The Unconformity festival

Asher Warren, University of Tasmania

Of the many festivals dotted across the island state of Tasmania, The Unconformity is particularly well named. It is an inherently unique event, responsive to the particularities of the western town of Queenstown’s unique geology, ecology and culture.

Queenstown is nestled in Tasmania’s mountainous West Coast Range, between Mt Owen and Mt Lyell, with an infamous reputation for inclement weather. And it is remote: at least three hours of winding drive from both Hobart and Launceston.

On a sunny day, the views are spectacular; some for their natural beauty, others for the demonstrable effects of over a century of mining, smelting and clearing. However, after three days of immersion in the town and the festival, I began to feel that Queenstown was somehow better evoked by the moments when the clouds hung low, only to occasionally break open, revealing unexpected and surprising views.

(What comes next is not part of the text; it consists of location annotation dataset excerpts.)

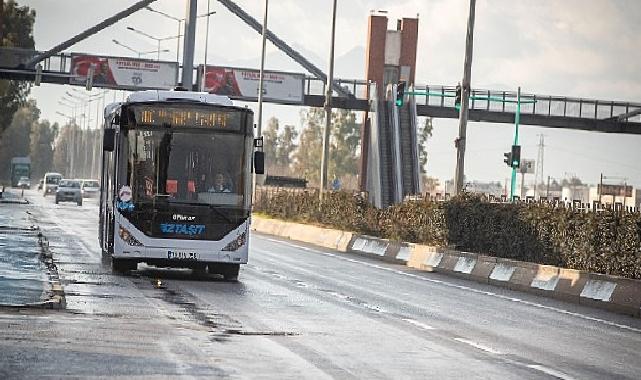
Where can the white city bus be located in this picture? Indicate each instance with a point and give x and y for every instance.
(176, 182)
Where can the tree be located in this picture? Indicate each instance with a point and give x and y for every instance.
(344, 144)
(286, 146)
(270, 143)
(43, 135)
(308, 155)
(16, 31)
(424, 133)
(15, 140)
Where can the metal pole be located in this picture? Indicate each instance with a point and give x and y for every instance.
(547, 191)
(459, 176)
(261, 85)
(178, 43)
(517, 120)
(202, 82)
(328, 108)
(600, 189)
(188, 45)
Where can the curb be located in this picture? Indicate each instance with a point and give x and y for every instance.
(612, 293)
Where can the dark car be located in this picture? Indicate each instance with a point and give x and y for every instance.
(69, 191)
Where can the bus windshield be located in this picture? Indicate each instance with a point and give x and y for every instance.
(203, 168)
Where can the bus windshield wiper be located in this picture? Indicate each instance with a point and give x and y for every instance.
(211, 207)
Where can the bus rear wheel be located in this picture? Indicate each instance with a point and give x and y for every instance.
(229, 271)
(123, 265)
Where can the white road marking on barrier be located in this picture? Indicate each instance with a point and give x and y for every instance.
(359, 244)
(502, 272)
(465, 265)
(433, 259)
(418, 324)
(598, 290)
(550, 371)
(479, 346)
(403, 254)
(375, 247)
(461, 287)
(544, 281)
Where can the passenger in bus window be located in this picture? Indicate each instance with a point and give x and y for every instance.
(220, 185)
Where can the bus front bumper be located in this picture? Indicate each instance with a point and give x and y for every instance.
(172, 256)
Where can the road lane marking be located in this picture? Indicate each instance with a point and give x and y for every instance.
(461, 287)
(418, 324)
(479, 346)
(550, 371)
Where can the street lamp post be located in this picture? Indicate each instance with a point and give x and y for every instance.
(180, 21)
(328, 109)
(202, 84)
(459, 176)
(158, 40)
(140, 53)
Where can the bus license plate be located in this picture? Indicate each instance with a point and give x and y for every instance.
(182, 255)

A central ethos of The Unconformity is the curatorial commitment to site-specific and locally engaged work. Many of the works are unique to the location and the people of Queenstown, and developed by artists through multiple visits to the town.
Note must be made of the exceptional diversity of gallery-based works, including Lucy Bleach’s enigmatic Variations on an Energetic Field and the overwhelming scale of Raymond Arnold’s survey, 100 Etchings/35 Years in Tasmania. But I was particularly struck by the use of performance within this festival, as a model for engaging with the place that is “Queenie”.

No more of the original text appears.